Ingredients for - Creamy Hatch Chile and Mushroom Chicken Breasts

1. Cooking spray 1 serving
2. Skinless, boneless chicken breast halves 1 pound
3. Olive oil 1 tablespoon
4. Onion, thinly sliced 1 medium
5. Sliced fresh mushrooms 1 (8 ounce) package
6. Garlic, crushed 3 cloves
7. Chicken broth ¼ cup
8. Taco seasoning mix 3 tablespoons
9. Salt 1 teaspoon
10. Ground black pepper ½ teaspoon
11. Hatch chile peppers, halved and seeded 4
12. Heavy whipping cream ½ cup

How to cook deliciously - Creamy Hatch Chile and Mushroom Chicken Breasts

1 . Stage

Spray a slow cooker with nonstick cooking spray. Place chicken breasts in the slow cooker.

2 . Stage

Heat olive oil in a skillet until shimmering. Add onion; cook and stir for 5 minutes. Add mushrooms and cook until onion is translucent and mushrooms are soft, 2 to 4 minutes. Add garlic and cook for 1 minute more.

3 . Stage

Transfer the onion mixture to the slow cooker.
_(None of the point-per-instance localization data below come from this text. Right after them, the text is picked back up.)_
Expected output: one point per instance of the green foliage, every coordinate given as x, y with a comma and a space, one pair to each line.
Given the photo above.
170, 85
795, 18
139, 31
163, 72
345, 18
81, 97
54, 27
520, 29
Add chicken broth, taco seasoning, salt, and pepper. Cook on High for 1 hour 30 minutes.

4 . Stage

Meanwhile, set oven rack about 6 inches from the heat source and preheat the oven's broiler. Line a baking sheet with aluminum foil. Place chile peppers cut-side down on baking sheet.

5 . Stage

Broil the chile peppers until skin is heavily blistered and turning black, about 4 minutes per side.

6 . Stage

Transfer the chile peppers to a bowl and cover tightly with plastic wrap. Allow to steam as they cool, about 15 minutes. Remove the skins and chop the flesh into 1-inch pieces.

7 . Stage

Add Hatch chiles and heavy whipping cream to the slow cooker and cook for 30 minutes more.